SpyQL: SQL with Python in the midle
Project description
SpyQL
SQL with Python in the middle
Concept
SpyQL is a query language that combines:
- the simplicity and structure of SQL
- with the power and readability of Python
SELECT
date.fromtimestamp(purchase_ts) AS purchase_date,
price * quantity AS total
FROM csv
WHERE department.upper() == 'IT'
TO json
SQL provides the structure of the query, while Python is used to define expressions, bringing along a vast ecosystem of packages.
SpyQL command-line tool
With the SpyQL command-line tool you can make SQL-like SELECTs powered by Python on top of text data (e.g. CSV and JSON). Data can come from files but also from data streams, such as as Kafka, or from databases such as PostgreSQL. Basically, data can come from any command that outputs text :-). More, data can be generated by a Python iterator! Take a look at the examples section to see how to query parquet, process API calls, transverse directories of zipped JSONs, among many other things.
SpyQL also allows you to easily convert between text data formats:
-
FROM
: CSV, JSON, TEXT and Python iterators (YES, you can use a list comprehension as the data source) -
TO
: CSV, JSON, SQL (INSERT statments), pretty terminal printing, and terminal plotting.
The JSON format is JSON lines, where each line has a valid JSON object or array. Piping with jq allows SpyQL to handle any JSON input (more on the examples section).

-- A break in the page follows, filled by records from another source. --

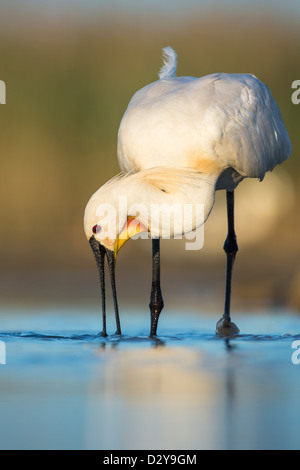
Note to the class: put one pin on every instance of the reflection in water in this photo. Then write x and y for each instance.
(179, 391)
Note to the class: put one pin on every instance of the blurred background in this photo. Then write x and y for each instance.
(70, 69)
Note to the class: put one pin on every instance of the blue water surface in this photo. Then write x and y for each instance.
(64, 387)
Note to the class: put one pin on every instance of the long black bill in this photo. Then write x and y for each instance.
(99, 253)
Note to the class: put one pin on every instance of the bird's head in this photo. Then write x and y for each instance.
(107, 221)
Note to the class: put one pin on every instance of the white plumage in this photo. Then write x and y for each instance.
(182, 138)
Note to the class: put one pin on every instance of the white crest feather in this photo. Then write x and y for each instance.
(170, 63)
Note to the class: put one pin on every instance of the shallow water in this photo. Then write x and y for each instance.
(64, 387)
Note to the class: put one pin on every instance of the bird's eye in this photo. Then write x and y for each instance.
(96, 229)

You can leverage command line tools to process other file types like Parquet and XML (more on the examples section).
Instalation
To install SpyQL, run this command in your terminal:
pip install spyql
Hello world
To test your installation run in the terminal:
spyql "SELECT 'Hello world' as Message TO pretty"
Output:
Message
-----------
Hello world
Try replacing the output format to json and csv, and try adding more columns. e.g. run in the terminal:
spyql "SELECT 'Hello world' as message, 1+2 as three TO json"
Output:
{"message": "Hello world", "three": 3}
Principles
Right now, the focus is on building a command-line tool that follows these core principles:
- Simple: simple to use with a straifghtforward implementation
- Familiar: you should feel at home if you are acquainted with SQL and Python
- Light: small memory footprint that allows you to process large data that fit into your machine
- Useful: it should make your life easier, filling a gap in the eco-system
Syntax
[ IMPORT python_module [ AS identifier ] [, ...] ]
SELECT
[ * | python_expression [ AS output_column_name ] [, ...] ]

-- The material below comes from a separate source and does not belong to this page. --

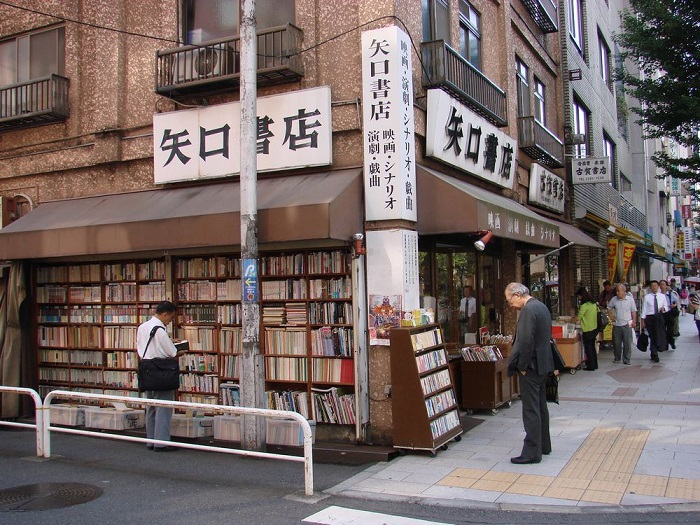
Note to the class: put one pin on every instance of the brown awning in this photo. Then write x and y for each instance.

[ FROM csv | spy | text | python_expression | json [ EXPLODE path ] ]
[ WHERE python_expression ]
[ ORDER BY output_column_number | python_expression
[ ASC | DESC ] [ NULLS { FIRST | LAST } ] [, ...] ]
[ LIMIT row_count ]
[ OFFSET num_rows_to_skip ]
[ TO csv | json | spy | sql | pretty | plot ]
Comming next: ORDER BY
, GROUP BY
, EXECUTE
Notable differences to SQL
In SpyQL:
- there is guarantee that the order of the output rows is the same as in the input
- the
AS
keyword must precede a column alias definition (it is not optional as in SQL) - you can always access the nth column by using the default column names
colN
(e.g.col1
for the first column) - currently only a small subset of SQL is supported, namely
SELECT
statements without: sub-queries, joins, set operations, etc (check the Syntax section) - sub-queries are achieved by piping (see the [Command line examples](#command line examples) section)

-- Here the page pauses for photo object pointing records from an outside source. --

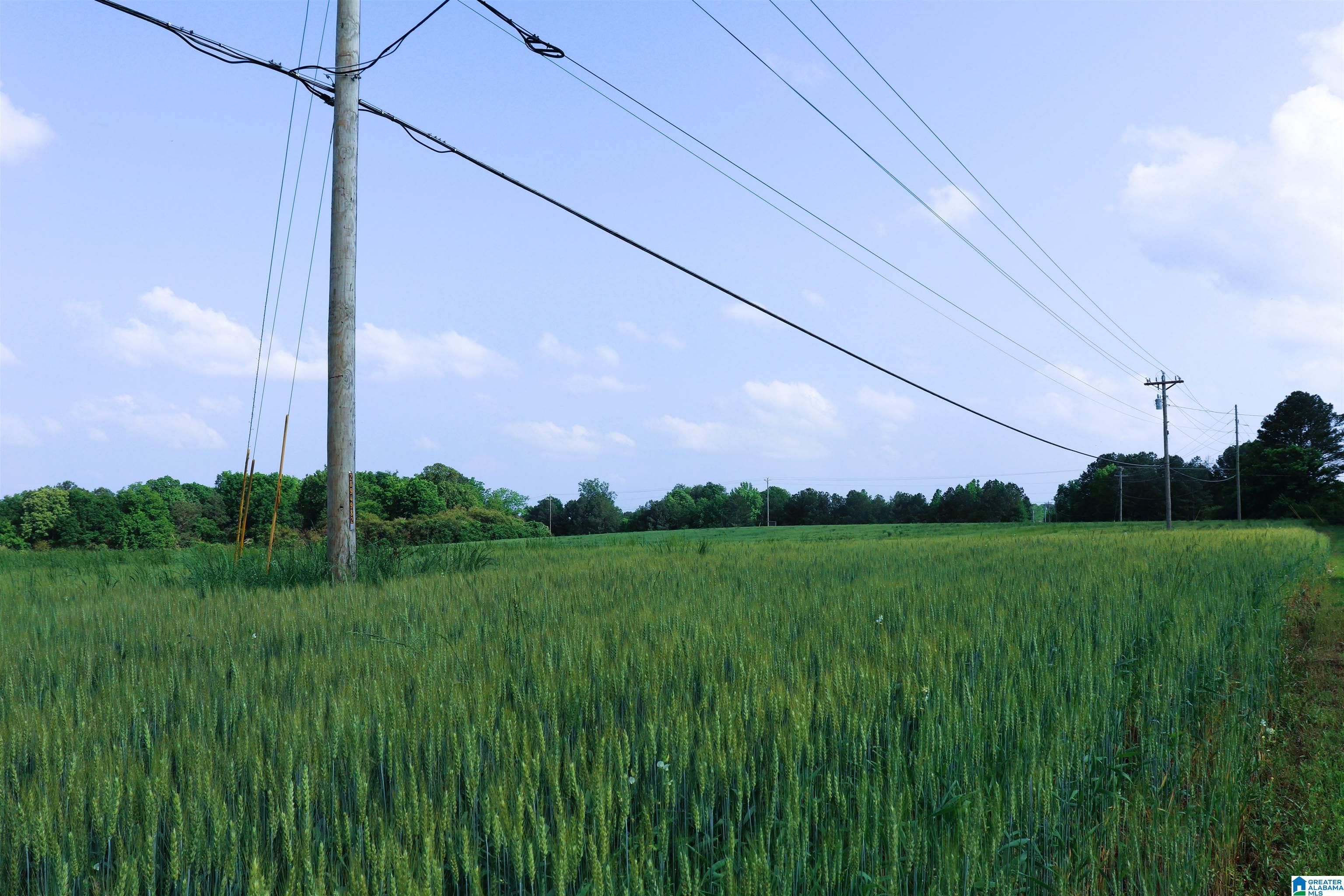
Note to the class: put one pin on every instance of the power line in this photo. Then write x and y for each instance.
(995, 199)
(831, 226)
(439, 146)
(389, 50)
(955, 186)
(290, 228)
(275, 240)
(1026, 292)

- expressions are pure Python:
SQL | SpySQL |
---|---|
x = y |
x == y |
x BETWEEN a AND b |
a <= x <= b |
CAST(x AS INTEGER) |
int(x) |
CASE WHEN x > 0 THEN 1 ELSE -1 END |
1 if x > 0 else -1 |
upper('hello') |
'hello'.upper() |
Notable differences to Python
Additional syntax
We added additional syntax for making querying easier:
Python | SpySQL shortcut | Purpose |
---|---|---|
json['hello']['planet earth'] |
json->hello->'planet earth' |
Easy access of elements in dicts (e.g. JSONs) |
NULL datatype
Python's None
generates exceptions when making operations on missing data, breaking query execution (e.g. None + 1
throws a TypeError
). To overcome this, we created a NULL
type that has the same behavior as in SQL (e.g. NULL + 1
returns NULL
), allowing for queries to continue processing data.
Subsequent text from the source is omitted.